The weather hasn’t been cooperating. When the temperature drops, New Englanders proudly display the millstones that were used to crush Giles Corey for being a witch. I’ve started sleeping with a knife under my pillow. The purpose has eluded you, though I’ve explained it several times: I had to cross the creek by tiptoeing over a rotting tree, and now wherever I go, I leave a trail of mud behind. It all comes from the same place. The place could be everywhere. Once a day, there’s a burst of activity on the shore, the premeditated murder of bees and flowers.

Howie Good is the author of The Titanic Sails at Dawn (Alien Buddha Press, 2019).

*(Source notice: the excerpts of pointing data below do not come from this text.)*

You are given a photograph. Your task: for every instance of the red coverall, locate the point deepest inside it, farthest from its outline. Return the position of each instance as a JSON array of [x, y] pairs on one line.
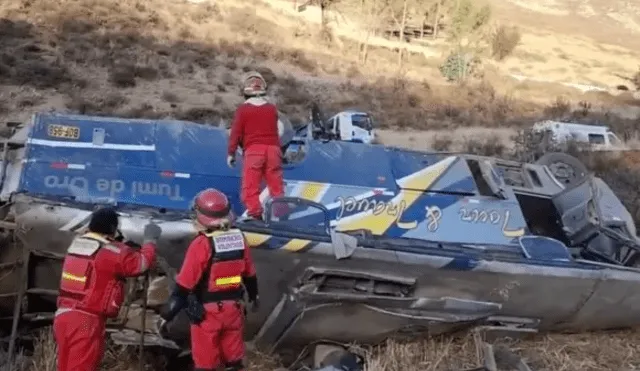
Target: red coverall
[[255, 128], [218, 339], [92, 290]]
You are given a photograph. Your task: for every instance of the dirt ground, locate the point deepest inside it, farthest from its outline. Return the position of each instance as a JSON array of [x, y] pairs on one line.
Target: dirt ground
[[606, 351], [183, 60]]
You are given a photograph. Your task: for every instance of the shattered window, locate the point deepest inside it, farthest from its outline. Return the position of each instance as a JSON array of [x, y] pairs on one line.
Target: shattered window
[[298, 215], [596, 138], [362, 121]]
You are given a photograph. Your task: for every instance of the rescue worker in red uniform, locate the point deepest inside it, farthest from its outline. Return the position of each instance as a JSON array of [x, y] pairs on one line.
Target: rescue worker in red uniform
[[215, 268], [255, 129], [92, 288]]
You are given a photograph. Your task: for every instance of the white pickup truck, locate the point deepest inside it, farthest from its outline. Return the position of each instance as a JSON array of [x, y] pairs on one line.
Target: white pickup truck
[[598, 137], [349, 126]]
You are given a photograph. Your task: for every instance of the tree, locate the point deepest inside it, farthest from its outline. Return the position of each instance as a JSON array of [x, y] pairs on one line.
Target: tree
[[375, 13]]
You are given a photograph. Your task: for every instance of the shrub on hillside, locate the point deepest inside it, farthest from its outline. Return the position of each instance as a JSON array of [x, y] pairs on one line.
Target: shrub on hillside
[[458, 66], [504, 41]]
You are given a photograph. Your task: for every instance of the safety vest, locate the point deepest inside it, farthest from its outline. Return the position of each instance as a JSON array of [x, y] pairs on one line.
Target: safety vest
[[223, 278], [88, 281]]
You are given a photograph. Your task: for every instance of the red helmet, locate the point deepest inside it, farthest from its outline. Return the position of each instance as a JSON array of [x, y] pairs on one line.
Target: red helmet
[[212, 208], [253, 84]]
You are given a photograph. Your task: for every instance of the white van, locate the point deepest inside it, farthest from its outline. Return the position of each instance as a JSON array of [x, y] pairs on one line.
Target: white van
[[601, 138]]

Two Poems by Tom Pescatore


First Look

i saw you for the first time

pressed against the inner wall
of mother’s womb your forehead
meeting the dark         eyes black circles without sight

they brought your life to me
on a colorless screen
vibrating
at the sound of your heart

i could make out a mouth
from which i pretended a faintest
smile

they pointed to shadows
feet above head     blocking clear view of spine

the first disobedient act

they told me here are the
hands feet legs arms lungs intestines
your ribs

i watched a profile obscured
by machinery and graphs
numbers and name removed from the reality of
fingers lips nose
toes

i was left on the outside removed
i was left to be propelled through
time and space           confronted with your
burgeoning life

their proof was a starmap of your every
inside every outside every
move

your future place

as evidence they gave me a
glossy image of bones


and some of the coins were black

america

a lot of people pick up your change in the street

you’ve suffered for those many

                                                   likes

a fucking multitude of pain

children in cages are paint by numbers

the scene

                 is enraged deceit

my money is on the subtle march of time
and you say who gives a fuck

we got guns
and an invitation to a barbecue

charring the bones will rid you of any bodies

and clear out the stench

a mouse carcass on my stoop

                                                impregnated by flies

it looks on a map like your full hips
your round lips

                          your bulbous shape

I vomited on it

                         before I could clean it up

I fondled the coins deep set
in my pocket

                      I just now

remembered to wash
my hands

Tom Pescatore can sometimes be seen wandering along the Walt Whitman bridge or down the sidewalks of Philadelphia’s old Skid Row. He might have left a poem or two behind to mark his trail. His first novel the Boxcar Bop is out now from RunAmok Books. He claims ownership of the poetry blog: amagicalmistake.blogspot.com.